Rodar en una CB 750 Super Sport era, y sigue siendo, una delicia. La aceleración era potente y lineal, el motor subía de vueltas con una facilidad asombrosa y la estabilidad en autopista era ejemplar. En carreteras sinuosas, si bien no se comportaba como una superbike moderna, ofrecía una manejabilidad sorprendente para su época y su peso. Era la moto perfecta para una escapada de fin de semana, para devorar kilómetros con estilo o simplemente para disfrutar del placer puro de una máquina bien diseñada y construida con pasión.
Hoy, la Honda CB 750 Super Sport es una codiciada pieza de coleccionista.
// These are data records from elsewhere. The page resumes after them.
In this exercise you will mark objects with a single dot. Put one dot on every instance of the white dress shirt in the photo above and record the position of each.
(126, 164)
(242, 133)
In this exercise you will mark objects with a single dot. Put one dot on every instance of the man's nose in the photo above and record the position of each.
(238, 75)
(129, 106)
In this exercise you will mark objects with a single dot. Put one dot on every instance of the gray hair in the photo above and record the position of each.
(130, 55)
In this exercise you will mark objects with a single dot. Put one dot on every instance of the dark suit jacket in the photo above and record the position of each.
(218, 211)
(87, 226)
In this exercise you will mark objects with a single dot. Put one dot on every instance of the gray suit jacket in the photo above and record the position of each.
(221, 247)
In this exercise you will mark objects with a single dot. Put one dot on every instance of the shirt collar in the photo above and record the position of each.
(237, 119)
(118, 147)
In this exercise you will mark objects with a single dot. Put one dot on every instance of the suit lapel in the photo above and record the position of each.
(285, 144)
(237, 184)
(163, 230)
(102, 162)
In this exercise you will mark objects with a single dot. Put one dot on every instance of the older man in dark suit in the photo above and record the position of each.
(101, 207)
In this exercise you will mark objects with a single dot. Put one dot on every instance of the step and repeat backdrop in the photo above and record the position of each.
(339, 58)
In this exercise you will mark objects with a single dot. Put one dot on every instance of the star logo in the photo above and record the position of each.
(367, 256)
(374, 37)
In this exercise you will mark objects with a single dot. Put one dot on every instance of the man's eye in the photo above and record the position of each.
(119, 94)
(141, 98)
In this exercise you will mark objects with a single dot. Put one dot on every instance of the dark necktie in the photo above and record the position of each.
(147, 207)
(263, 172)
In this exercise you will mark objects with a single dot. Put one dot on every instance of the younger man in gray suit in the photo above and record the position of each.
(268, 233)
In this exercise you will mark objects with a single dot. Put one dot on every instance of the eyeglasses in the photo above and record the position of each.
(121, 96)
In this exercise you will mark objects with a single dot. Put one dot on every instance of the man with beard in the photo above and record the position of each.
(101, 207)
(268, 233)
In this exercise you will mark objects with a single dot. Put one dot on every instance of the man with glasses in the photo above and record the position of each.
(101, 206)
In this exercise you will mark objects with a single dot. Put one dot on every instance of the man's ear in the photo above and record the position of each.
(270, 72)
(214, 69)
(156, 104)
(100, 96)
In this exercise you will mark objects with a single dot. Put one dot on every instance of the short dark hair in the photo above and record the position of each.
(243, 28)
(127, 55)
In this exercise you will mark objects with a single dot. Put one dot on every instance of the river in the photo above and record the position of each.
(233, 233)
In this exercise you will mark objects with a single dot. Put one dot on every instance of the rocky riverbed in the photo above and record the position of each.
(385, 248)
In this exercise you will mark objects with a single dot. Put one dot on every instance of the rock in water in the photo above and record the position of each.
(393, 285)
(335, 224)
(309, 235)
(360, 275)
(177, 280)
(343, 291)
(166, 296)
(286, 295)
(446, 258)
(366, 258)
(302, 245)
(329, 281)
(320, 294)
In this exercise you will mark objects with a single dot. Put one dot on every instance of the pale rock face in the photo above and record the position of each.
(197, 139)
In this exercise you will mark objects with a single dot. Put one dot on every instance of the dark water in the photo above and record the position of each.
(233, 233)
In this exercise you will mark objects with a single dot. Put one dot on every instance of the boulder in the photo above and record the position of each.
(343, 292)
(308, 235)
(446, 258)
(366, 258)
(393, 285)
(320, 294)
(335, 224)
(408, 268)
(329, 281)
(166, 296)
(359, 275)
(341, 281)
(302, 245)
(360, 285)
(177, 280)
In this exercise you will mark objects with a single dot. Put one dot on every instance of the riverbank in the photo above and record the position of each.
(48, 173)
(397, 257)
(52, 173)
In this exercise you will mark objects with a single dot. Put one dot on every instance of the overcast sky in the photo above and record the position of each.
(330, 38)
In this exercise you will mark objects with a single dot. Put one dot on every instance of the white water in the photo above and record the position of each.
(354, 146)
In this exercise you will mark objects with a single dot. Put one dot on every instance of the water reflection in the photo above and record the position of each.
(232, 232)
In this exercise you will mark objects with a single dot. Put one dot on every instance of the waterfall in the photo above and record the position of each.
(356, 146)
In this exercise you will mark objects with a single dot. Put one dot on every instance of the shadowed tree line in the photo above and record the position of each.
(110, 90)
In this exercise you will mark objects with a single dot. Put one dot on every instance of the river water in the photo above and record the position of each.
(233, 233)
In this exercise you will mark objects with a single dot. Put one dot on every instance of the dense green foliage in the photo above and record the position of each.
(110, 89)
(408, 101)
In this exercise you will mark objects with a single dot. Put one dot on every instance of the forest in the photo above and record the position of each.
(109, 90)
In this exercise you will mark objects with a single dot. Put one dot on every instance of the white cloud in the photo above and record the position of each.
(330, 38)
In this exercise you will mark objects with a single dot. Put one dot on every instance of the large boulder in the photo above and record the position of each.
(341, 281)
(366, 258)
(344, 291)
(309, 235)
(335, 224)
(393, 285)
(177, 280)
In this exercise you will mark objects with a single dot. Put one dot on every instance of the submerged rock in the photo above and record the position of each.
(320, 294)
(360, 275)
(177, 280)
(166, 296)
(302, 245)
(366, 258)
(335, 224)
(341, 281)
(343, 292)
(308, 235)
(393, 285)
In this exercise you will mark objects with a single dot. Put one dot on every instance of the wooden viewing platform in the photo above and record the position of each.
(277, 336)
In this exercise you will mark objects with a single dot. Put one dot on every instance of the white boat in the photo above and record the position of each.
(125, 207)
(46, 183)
Representa no solo una era dorada del motociclismo, sino también la maestría de Honda para tomar lo excepcional y hacerlo aún mejor. Es el equilibrio perfecto entre la fiabilidad y la usabilidad de la CB 750 original, y la chispa deportiva que muchos anhelaban. Una moto que no solo te lleva de un punto A a un punto B, sino que te transporta a una época donde el rugido de un cuatro cilindros en línea era la sinfonía definitiva, y el asfalto, un lienzo en blanco para escribir leyendas. En ‘Saludo Motero’, la recordamos no solo como una máquina, sino como una declaración de intenciones, un ícono imperecedero de la deportividad clásica.